Issue (i): Whether the broker failed to exercise due skill, care and diligence by allowing self trades and synchronized trades in the client's dealings.
Analysis: Repeated trades between the client and his wife, including trades executed from the same terminal and trades where the broker acted as both broker and counterparty broker, established that the broker did not maintain the vigilance expected of a registered stock broker. Such self trades and synchronized trades were treated as harmful to market integrity and as conduct contrary to the duty to exercise due skill, care and diligence under the applicable code of conduct and regulations.
Conclusion: The charge of violation was proved against the broker.
Issue (ii): Whether the penalty imposed was disproportionate to the violation established.

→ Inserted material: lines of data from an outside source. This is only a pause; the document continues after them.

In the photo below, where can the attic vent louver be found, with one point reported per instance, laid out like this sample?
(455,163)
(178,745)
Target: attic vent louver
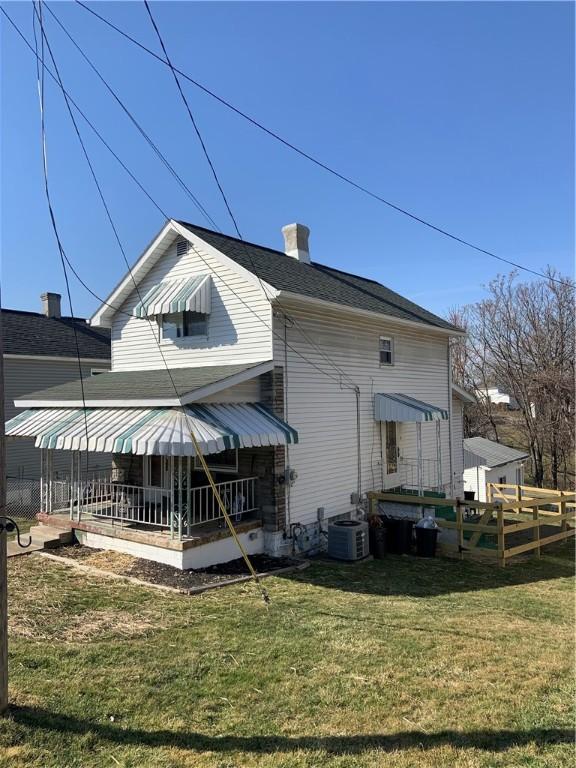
(181,247)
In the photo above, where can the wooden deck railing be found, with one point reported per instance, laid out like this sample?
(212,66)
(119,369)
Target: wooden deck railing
(519,519)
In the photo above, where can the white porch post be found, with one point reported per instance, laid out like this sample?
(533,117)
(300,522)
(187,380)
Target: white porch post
(42,502)
(171,474)
(439,455)
(419,454)
(72,485)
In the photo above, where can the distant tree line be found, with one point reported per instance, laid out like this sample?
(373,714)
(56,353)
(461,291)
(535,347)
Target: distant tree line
(521,338)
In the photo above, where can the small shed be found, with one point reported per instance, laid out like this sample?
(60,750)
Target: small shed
(486,461)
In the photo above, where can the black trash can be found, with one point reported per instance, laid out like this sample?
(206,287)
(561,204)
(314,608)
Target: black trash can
(398,534)
(377,541)
(426,539)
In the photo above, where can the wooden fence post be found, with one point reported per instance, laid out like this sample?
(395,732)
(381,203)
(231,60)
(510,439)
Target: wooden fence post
(563,523)
(536,533)
(501,544)
(460,528)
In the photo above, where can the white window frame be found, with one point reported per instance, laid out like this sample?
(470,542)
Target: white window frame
(391,350)
(226,470)
(183,339)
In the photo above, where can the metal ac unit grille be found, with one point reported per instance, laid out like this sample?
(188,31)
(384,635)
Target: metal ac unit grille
(348,540)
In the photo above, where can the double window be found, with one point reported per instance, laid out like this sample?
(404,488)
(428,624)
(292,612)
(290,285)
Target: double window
(182,325)
(386,350)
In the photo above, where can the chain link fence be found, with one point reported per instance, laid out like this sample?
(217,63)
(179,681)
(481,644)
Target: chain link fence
(22,497)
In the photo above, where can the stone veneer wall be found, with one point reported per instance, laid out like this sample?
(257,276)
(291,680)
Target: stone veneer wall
(128,468)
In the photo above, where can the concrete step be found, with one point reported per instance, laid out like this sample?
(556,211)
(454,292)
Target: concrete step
(49,536)
(43,537)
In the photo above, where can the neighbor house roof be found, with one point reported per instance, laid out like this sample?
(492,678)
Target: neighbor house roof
(317,281)
(32,333)
(490,453)
(150,387)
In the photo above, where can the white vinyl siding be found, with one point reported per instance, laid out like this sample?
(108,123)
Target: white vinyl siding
(325,414)
(22,377)
(238,328)
(458,444)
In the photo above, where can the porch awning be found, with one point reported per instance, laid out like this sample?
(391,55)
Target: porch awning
(191,293)
(153,431)
(397,407)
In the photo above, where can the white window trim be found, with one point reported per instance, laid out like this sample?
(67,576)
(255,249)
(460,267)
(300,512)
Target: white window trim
(216,467)
(392,350)
(184,341)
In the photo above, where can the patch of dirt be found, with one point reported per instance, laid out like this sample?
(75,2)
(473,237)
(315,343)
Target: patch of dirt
(167,575)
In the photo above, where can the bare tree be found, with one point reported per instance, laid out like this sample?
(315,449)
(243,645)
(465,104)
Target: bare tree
(522,338)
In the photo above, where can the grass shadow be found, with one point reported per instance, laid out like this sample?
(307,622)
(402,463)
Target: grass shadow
(490,740)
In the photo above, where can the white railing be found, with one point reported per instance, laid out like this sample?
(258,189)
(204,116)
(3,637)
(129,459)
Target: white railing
(178,510)
(199,505)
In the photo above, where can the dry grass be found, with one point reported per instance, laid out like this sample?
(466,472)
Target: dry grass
(400,663)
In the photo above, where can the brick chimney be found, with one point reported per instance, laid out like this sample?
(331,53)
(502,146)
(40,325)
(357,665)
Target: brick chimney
(296,242)
(51,304)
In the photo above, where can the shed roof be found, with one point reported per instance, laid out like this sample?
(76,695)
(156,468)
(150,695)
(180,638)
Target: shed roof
(33,333)
(316,280)
(490,453)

Analysis: The violation was not viewed as a trivial lapse because the broker failed to detect repeated self trades over a substantial period. The penalty was assessed in the context of the statutory maximum and the nature of the breach, and the plea of disproportionality was rejected.
Conclusion: The penalty was held to be proportionate and justified.
Final Conclusion: The impugned penalty order was sustained and the appeal failed.
Ratio Decidendi: A stock broker is bound to exercise continuous due diligence to prevent self trades and synchronized trades that undermine market integrity, and a penalty within the statutory limits will not be treated as disproportionate merely because the broker's overall turnover is large.